In my plugins, I use, for instance:

float r = baseAddress[4* x+y * floatsPerRow];

M.Oostrik's picture
Re: PixelS using OpenCL: PixelS2

Yea, thought that one looked kinda ugly

But if the "mono'' float is added to the monoArray it gives a "Incompatible type" error...

I'm a novice if it come to Xcode and Objective-C. This solution worked, but if there's a better way lemmeknow!

dust's picture
Re: PixelS using OpenCL: PixelS2

i will have to agree with george here. i think 9 times out of 10 when CL crashes for me it is user error. that is to not say Cl wasn't flakey for me. at first i couldn't run the example kernel without crashing in 10.6.0... 10.6.2 completely disabled all things qc for me but with this new system i notice far less crashes.

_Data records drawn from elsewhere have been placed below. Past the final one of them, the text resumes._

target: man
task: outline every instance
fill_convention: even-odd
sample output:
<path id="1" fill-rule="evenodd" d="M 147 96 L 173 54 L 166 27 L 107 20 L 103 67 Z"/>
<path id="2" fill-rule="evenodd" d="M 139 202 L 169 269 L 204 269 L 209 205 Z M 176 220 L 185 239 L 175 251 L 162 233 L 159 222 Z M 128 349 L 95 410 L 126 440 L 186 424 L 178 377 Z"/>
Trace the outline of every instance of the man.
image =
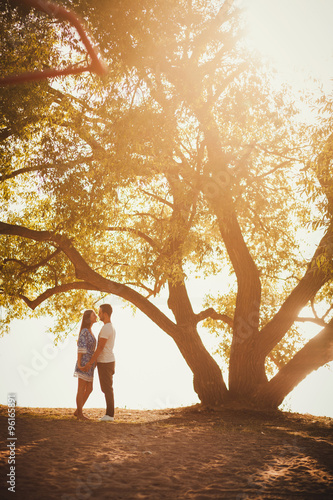
<path id="1" fill-rule="evenodd" d="M 89 370 L 91 365 L 97 361 L 98 377 L 102 392 L 106 401 L 106 413 L 100 420 L 103 422 L 114 421 L 114 396 L 113 375 L 115 371 L 115 356 L 113 353 L 116 331 L 111 323 L 112 307 L 110 304 L 102 304 L 98 316 L 104 326 L 98 335 L 97 349 L 91 357 L 85 369 Z"/>

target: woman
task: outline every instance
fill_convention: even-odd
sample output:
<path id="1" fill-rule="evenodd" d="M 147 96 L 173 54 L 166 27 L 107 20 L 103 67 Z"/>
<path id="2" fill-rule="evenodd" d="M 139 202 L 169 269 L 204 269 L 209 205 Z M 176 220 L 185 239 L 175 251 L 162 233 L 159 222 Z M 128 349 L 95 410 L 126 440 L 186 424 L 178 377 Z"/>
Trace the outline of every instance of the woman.
<path id="1" fill-rule="evenodd" d="M 76 395 L 76 411 L 74 415 L 80 420 L 88 420 L 82 413 L 82 408 L 87 401 L 89 394 L 93 389 L 93 378 L 95 365 L 83 371 L 82 368 L 95 352 L 96 339 L 91 331 L 91 327 L 96 323 L 97 316 L 94 311 L 89 309 L 83 313 L 80 327 L 79 340 L 77 342 L 77 362 L 75 365 L 74 377 L 78 377 L 78 387 Z"/>

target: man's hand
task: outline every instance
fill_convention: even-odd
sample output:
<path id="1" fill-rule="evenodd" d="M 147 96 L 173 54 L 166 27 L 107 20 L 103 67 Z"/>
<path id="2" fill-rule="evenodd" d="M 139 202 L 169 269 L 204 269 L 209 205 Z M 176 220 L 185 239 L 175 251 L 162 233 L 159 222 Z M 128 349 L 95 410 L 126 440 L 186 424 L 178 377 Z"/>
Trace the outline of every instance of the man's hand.
<path id="1" fill-rule="evenodd" d="M 103 349 L 105 347 L 105 344 L 106 344 L 106 341 L 107 341 L 107 339 L 105 339 L 103 337 L 98 340 L 97 349 L 96 349 L 96 351 L 94 352 L 94 354 L 91 356 L 91 358 L 89 360 L 89 365 L 90 366 L 96 364 L 97 358 L 101 354 L 101 352 L 103 351 Z"/>

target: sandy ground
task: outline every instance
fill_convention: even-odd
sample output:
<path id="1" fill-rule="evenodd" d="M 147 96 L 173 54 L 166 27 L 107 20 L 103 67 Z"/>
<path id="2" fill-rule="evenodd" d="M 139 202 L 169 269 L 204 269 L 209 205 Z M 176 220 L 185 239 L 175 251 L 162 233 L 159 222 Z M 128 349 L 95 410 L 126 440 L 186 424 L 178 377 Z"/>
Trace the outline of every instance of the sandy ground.
<path id="1" fill-rule="evenodd" d="M 101 409 L 89 421 L 73 411 L 16 408 L 13 440 L 0 406 L 0 498 L 333 498 L 333 419 L 197 405 L 117 409 L 109 423 Z"/>

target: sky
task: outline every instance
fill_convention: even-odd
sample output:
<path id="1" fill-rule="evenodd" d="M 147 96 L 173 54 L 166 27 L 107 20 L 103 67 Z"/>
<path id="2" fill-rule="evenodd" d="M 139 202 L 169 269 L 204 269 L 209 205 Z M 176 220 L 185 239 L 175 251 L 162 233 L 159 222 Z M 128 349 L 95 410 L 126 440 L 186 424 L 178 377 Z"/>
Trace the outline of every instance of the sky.
<path id="1" fill-rule="evenodd" d="M 333 1 L 242 1 L 248 6 L 249 44 L 276 66 L 280 80 L 311 90 L 317 79 L 332 91 Z M 199 402 L 192 373 L 174 342 L 142 313 L 132 316 L 119 299 L 110 301 L 117 331 L 116 406 L 148 409 Z M 55 347 L 47 334 L 50 322 L 16 321 L 10 335 L 0 339 L 0 404 L 14 392 L 19 406 L 75 407 L 78 331 Z M 101 326 L 94 325 L 96 334 Z M 212 348 L 214 341 L 202 335 Z M 330 369 L 323 367 L 309 376 L 285 400 L 284 408 L 333 417 L 332 369 L 331 363 Z M 86 406 L 104 407 L 98 376 Z"/>
<path id="2" fill-rule="evenodd" d="M 313 79 L 332 91 L 333 2 L 331 0 L 241 0 L 248 11 L 253 47 L 298 88 Z"/>

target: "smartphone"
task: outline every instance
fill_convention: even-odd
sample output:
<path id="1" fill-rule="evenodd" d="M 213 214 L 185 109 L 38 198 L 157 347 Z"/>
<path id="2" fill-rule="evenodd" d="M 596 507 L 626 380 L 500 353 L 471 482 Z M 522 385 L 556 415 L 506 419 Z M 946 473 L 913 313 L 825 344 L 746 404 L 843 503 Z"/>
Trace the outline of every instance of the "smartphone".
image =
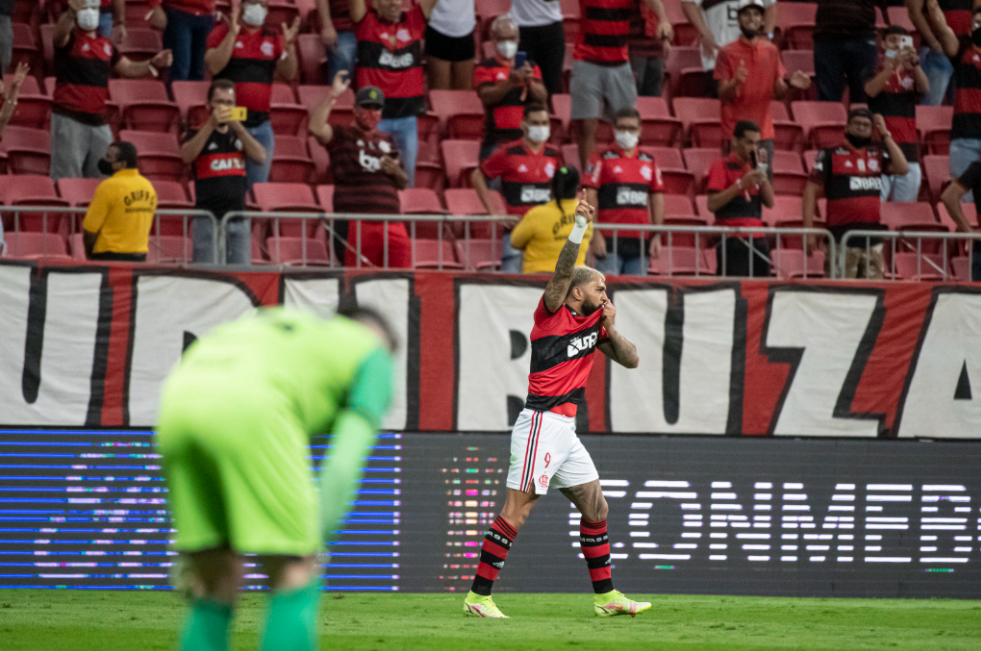
<path id="1" fill-rule="evenodd" d="M 749 152 L 749 164 L 754 168 L 758 168 L 760 166 L 760 157 L 759 154 L 756 153 L 755 149 Z"/>
<path id="2" fill-rule="evenodd" d="M 899 37 L 899 49 L 905 50 L 906 48 L 913 47 L 913 37 L 912 36 L 900 36 Z"/>
<path id="3" fill-rule="evenodd" d="M 249 109 L 244 106 L 233 106 L 232 115 L 228 119 L 232 122 L 245 122 L 249 119 Z"/>
<path id="4" fill-rule="evenodd" d="M 517 70 L 521 66 L 525 65 L 528 61 L 528 53 L 518 50 L 518 53 L 514 55 L 514 69 Z"/>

now that i define my global workgroups and output sizes and do not let qc automatically make these choices for me i hardly ever crash. i can even edit my code on the fly in execution without fear of going down. if i make a wrong statement i just get a debug error but no crash if every thing is set up right. however i'm still scared to change the viewer size if i'm using render dimension to define my sizes on the fly. i think if using a variable resolution not tied to your screen size is ok though.

so i must i am much happier now that i have figured this out as sometimes it was very painful to stop execution change code start again stop, start, crash, restart, crash, stop start. this process was very off putting, but now i'm glad my determination and exploration into open CL has brought me to these conclusions as i feel better that it was mostly me making mistakes rather than my system being f'up.

dust's picture
Re: PixelS using OpenCL

i have to agree with george about user error but tb also has point where your whole system shouldn't crash whether user or kernel bug error.

i have not tried this yet in a qc kernel but maybe its possible to to query a cl object with clGetMemObjectInfo then make use of that data and do a clFlush or clFinish to clear the buffer if your running out of gpu memory. i should experiment as i think this might keep your system from crashing completely.